I'm Baltimore. I can be quite a fun town.

by Anonymousreply 50April 27, 2017 11:27 AM

I'm the god like omniscience of Hannibal Lecter. It would all be absurd if the acting wasn't so dam good.

by Anonymousreply 51April 27, 2017 11:28 AM

I’m Catherine’s 1980s jeep, with a shitty, tinny, trebly sound system blaring Tom Petty

by Anonymousreply 52April 27, 2017 11:28 AM

I'm Buffalo Bill's manly voice when angry. Its epic and was stolen by Bane in Dark Knight.

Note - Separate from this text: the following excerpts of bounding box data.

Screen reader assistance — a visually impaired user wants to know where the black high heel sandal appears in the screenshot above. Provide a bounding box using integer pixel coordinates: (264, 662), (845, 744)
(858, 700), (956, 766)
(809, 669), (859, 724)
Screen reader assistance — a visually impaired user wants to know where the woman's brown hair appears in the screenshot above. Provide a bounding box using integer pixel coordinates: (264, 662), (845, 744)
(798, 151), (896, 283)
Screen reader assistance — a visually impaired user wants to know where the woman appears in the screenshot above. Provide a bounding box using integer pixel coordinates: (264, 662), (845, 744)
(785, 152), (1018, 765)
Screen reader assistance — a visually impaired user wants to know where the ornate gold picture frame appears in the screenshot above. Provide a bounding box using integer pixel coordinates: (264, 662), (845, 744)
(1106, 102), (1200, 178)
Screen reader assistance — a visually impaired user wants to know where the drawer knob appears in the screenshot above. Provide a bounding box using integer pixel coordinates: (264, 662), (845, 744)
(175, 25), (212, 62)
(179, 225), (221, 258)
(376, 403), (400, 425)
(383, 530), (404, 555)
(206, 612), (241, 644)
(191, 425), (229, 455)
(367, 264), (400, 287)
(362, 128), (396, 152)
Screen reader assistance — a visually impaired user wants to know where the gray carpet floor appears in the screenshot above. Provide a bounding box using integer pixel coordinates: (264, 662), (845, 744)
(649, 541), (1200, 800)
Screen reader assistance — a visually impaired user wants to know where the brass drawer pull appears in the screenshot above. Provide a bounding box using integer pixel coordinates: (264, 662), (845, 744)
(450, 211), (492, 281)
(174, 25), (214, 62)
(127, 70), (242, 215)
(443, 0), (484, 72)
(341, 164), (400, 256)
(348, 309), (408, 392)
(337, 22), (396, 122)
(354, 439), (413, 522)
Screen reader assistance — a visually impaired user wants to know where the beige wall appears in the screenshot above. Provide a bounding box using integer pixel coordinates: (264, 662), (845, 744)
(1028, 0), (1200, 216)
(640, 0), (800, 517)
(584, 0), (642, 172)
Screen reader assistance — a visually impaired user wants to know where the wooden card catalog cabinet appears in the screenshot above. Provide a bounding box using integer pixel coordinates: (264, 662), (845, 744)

by Anonymousreply 53April 27, 2017 11:30 AM

I'm a big fat person.

by Anonymousreply 54April 27, 2017 11:31 AM

I'm Senator Martin's suit.

by Anonymousreply 55April 27, 2017 11:31 AM

I'm the smell of blue working class one generation removed from poor white trash.

by Anonymousreply 56April 27, 2017 11:36 AM

I'm the stink of the lamp.

by Anonymousreply 57April 27, 2017 11:38 AM

I'm nail biting suspense, genuine fright, and fine filmmaking. Torture porn and 'Saw' could learn something from me.

by Anonymousreply 58April 27, 2017 11:41 AM

I'm Senator Martin. I just want the best of everything for my daughter, including not being skinned alive.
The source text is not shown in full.